U.S. Must Boost Moves To Halt Genocide

@AFP

WASHINGTON (AFP) – The United States has to step up and show leadership in helping prevent atrocities and genocide around the world, two former top policy makers said in a new report Tuesday.

As crises from Syria to the DR Congo and Sudan compete for global attention and resources, the report says the United Nations and governments are failing to implement effectively a collective responsibility to stop war crimes and crimes against humanity.

The concept of “responsibility to protect” (R2P) was adopted by the UN in 2005 as a set of principles to guide an international response if a government fails to protect its people from mass atrocities.

The guidelines say it is the duty of every state to protect its people from genocide, war crimes, ethnic cleansing, and crimes against humanity and that the international community must help nations fulfill this responsibility.
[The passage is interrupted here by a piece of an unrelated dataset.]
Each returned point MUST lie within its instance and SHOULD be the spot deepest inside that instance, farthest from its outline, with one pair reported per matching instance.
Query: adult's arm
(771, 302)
If a state fails to protect its people then other countries should consider action under the UN Charter.

But the report by former U.S. secretary of state Madeleine Albright and former U.S. envoy to Sudan Richard Williamson says the guidelines have been unevenly adopted.

“The terrible carnage in Syria illustrates that the international community’s embrace of R2P is not sufficient, in itself, to prevent a ruthless dictator from inflicting grievous harm on his own citizens,” the report says.

And it argues that more is needed if the policy is to be effectively implemented.

“We believe the prospects for success depend on the attitudes and actions of many countries over time, but that the US willingness to lead will be pivotal,” the report says.

Commissioned by the US Holocaust Museum, the U.S. Institute of Peace and the Brookings Institution, it sets out a series of recommendations for the U.S. administration.

Both Albright and Williamson “have been very concerned about the ongoing prevalence of atrocities,” said Mike Abramowitz, director for the Center for the Prevention of Genocide at the Holocaust Museum.

“We seem perpetually to do not such a great job in preventing these kinds of atrocities,” he told AFP.

Where the policy is implemented there have been some successes, such as in Kenya, Ivory Coast and in Libya where a no-fly zone helped protect rebels fighting against late dictator Moamer Kadhafi.

Although there was a “unique set of circumstances” that allowed international intervention in Libya, it showed how the principle of responsibility to protect “can be applied to save lives,” the report said.

“It’s clear that given what’s going on in the world, that R2P has not worked the way it’s supposed to in Syria,” Abramowitz said. “Certainly the Assad government has not upheld its responsibility to protect and clearly the international community has failed too.”

Part of the problem was a lack of political will in some cases.

The report pointed to the killings of tens of thousands of Tamil civilians at the end of the Sri Lankan civil war which produced little outcry and read, “Of equal concern are long-dysfunctional states, such as the Democratic Republic of Congo and Sudan, where leaders and non-state actors have frequently committed atrocities as a political tactic.”

Leaders in both countries were “unable or unwilling to fulfill their responsibilities,” the co-chairs Albright and Williamson wrote. “In these cases, states are so weak and the security challenges so great that civilian populations dwell in seemingly permanent danger.”

The report argued the United States should draw up a plan to boost its own capacity to help prevent atrocities. It could also employ tools such as satellite imagery, jamming communications, blocking financial accounts, and exposing people or groups helping perpetrators.

It further recommended that the United States should work to strengthen the work of the International Criminal Court, even though it is not a signatory to the tribunal.

“Champions of the ICC can fairly argue that the likelihood of future atrocities is diminished every time a perpetrator is successfully prosecuted,” the report says.

“The motivating principle for U.S. policy should be to support R2P by strengthening all available mechanisms for preventing atrocities and establishing a social basis for victimized societies to heal and go forward in peace.”